Instant messaging apps are neither a new nor novel invention. For quite some time, they have become an unofficial feature of many people’s working habits – why send a formal email when a simple and immediate WhatsApp message will suffice? Why risk an important and timely request getting lost in the “unread”?
The informality and accessibility of instant messaging seems, on the surface of it, like a practical and efficient solution. It should therefore come as no surprise that in 2020 a study showed that 41% of UK workers admitted to using WhatsApp for work purposes, despite it being against the app’s terms of service that prohibit non-personal use.
It has since fallen under the lens of financial regulators. The Securities and Exchange Commission (SEC) has been leading the way – penalising financial services firms for the use of unofficial channels, like WhatsApp, for business communications. They fined 16 banks a total of $1.8 billion at the end of 2022. The Financial Conduct Authority (FCA) has of course felt waves on the other side of the pond and has begun quizzing regulated authorities in the UK.
Morgan Stanley, in the UK, was fined by Ofgem for traders’ use of WhatsApp messages to discuss deals, and the Prudential Regulation Authority (PRA) censured Wyelands Bank for wide-ranging failings including “poor retention of WhatsApp messages”.
This trend not only highlights the critical need for compliance in the financial services but also serves as perhaps a harbinger of impending regulatory scrutiny by the Solicitor Regulatory Authority (SRA). Yet, there is currently a distinct lack of guidance or regulation from the Solicitors Regulatory Authority, firms and lawyers alike find themselves at a crossroads.
The questions posed by the FCA, and fines levied by Ofgem and the PRA, should serve as a warning to law firms and prompt a thorough review of their own communication protocols – perhaps in anticipation of further rule changes.

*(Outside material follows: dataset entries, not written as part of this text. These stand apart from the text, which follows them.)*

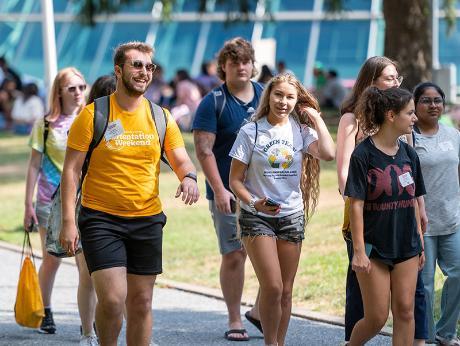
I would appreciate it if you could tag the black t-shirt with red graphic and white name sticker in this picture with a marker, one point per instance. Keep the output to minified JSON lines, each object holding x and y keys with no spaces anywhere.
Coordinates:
{"x":389,"y":186}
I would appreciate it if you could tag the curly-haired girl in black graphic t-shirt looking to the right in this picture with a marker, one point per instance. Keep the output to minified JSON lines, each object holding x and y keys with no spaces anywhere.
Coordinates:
{"x":383,"y":183}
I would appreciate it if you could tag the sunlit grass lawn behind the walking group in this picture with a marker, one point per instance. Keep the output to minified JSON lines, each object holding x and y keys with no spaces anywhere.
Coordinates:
{"x":190,"y":247}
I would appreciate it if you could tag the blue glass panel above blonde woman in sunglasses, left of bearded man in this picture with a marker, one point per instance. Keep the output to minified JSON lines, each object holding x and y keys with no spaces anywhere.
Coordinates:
{"x":79,"y":48}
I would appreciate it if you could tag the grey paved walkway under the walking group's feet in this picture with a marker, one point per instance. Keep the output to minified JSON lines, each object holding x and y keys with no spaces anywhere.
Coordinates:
{"x":181,"y":318}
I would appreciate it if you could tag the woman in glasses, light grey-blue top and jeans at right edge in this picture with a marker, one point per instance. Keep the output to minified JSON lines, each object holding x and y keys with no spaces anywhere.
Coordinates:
{"x":438,"y":147}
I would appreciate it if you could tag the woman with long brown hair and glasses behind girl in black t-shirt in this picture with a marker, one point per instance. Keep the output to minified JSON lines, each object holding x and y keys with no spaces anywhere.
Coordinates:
{"x":381,"y":72}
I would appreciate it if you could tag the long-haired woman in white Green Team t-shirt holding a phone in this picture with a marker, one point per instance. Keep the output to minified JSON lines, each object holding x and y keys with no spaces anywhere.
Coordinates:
{"x":275,"y":175}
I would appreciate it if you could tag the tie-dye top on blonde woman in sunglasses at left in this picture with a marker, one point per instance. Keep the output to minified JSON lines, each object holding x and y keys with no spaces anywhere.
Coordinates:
{"x":53,"y":160}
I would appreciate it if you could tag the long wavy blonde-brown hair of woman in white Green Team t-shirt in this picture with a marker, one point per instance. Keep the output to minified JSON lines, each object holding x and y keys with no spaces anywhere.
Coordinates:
{"x":309,"y":181}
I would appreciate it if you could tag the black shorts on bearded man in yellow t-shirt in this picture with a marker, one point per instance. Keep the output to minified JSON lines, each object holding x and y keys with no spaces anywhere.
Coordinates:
{"x":114,"y":241}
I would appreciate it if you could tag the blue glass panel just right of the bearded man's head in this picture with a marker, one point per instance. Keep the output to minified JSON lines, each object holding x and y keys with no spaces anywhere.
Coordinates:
{"x":175,"y":46}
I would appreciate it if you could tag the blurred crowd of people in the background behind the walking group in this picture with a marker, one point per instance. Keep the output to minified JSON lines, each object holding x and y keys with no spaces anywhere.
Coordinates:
{"x":21,"y":104}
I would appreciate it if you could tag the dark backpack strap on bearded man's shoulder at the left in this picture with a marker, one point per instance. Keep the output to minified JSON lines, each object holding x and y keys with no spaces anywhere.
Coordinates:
{"x":100,"y":121}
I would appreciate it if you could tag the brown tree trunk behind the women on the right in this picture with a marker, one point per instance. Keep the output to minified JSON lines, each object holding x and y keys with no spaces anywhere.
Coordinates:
{"x":408,"y":38}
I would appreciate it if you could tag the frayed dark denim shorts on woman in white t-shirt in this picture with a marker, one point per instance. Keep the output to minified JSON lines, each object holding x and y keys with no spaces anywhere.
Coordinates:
{"x":289,"y":228}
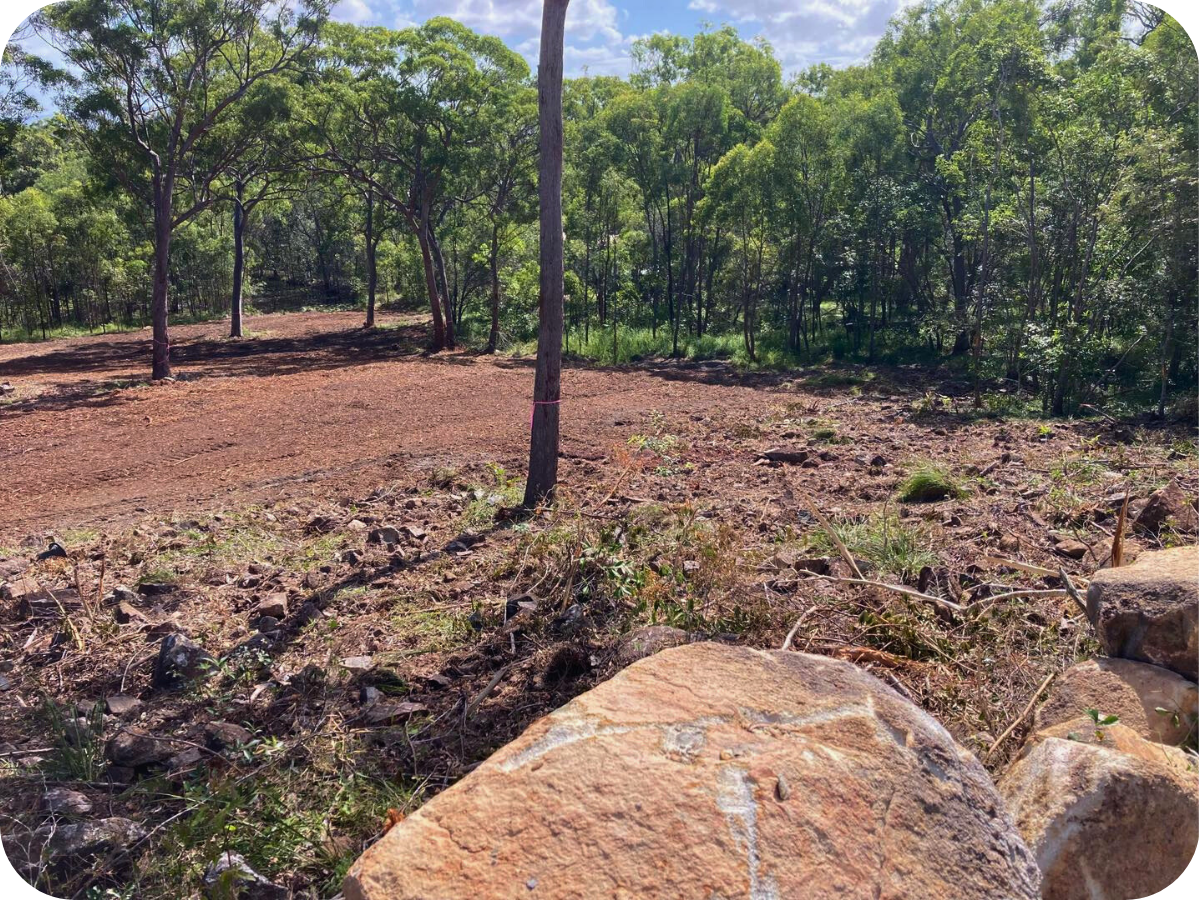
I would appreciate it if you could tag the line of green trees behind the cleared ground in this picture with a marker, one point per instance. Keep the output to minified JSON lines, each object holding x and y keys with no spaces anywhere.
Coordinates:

As Charlie Conchie at City AM wrote, increased pressure from watchdogs has set up a revival for the ‘work phone’ amongst businesses, and law firms should follow suit – failure to record messages is clearly on the regulators’ priority list and a clampdown is imminent.
Beyond incurring fines, there are severe reputational issues that could result from firms being found to have used WhatsApp irresponsibly and law firms in particular must be alive to risks associated with improper use or dissemination of client information. Aside from the potential for sensitive or confidential information being compromised, it also risks misunderstandings and crossing of professional boundaries.
The secondary aspects are twofold: on the one hand, the brevity encouraged by messaging apps may result in improper interactions among colleagues, while on the other it could lead clients to perceive such brevity as an unprofessional departure from exclusive email communication.
Both have negative consequences for the reputation of lawyers within a firm, especially if the content of the messages is leaked and found to be conducive with misconduct.
Reputation is a fragile asset, and as a law firm’s ability to attract top talent, secure new clients and maintain existing client relationships hinges on trust and credibility, lapses in ethical conduct or regulatory compliance could have serious repercussions. It is therefore imperative for law firms to assess the risks, and be prepared to manage the fallout of, the use of unofficial channels for business purposes.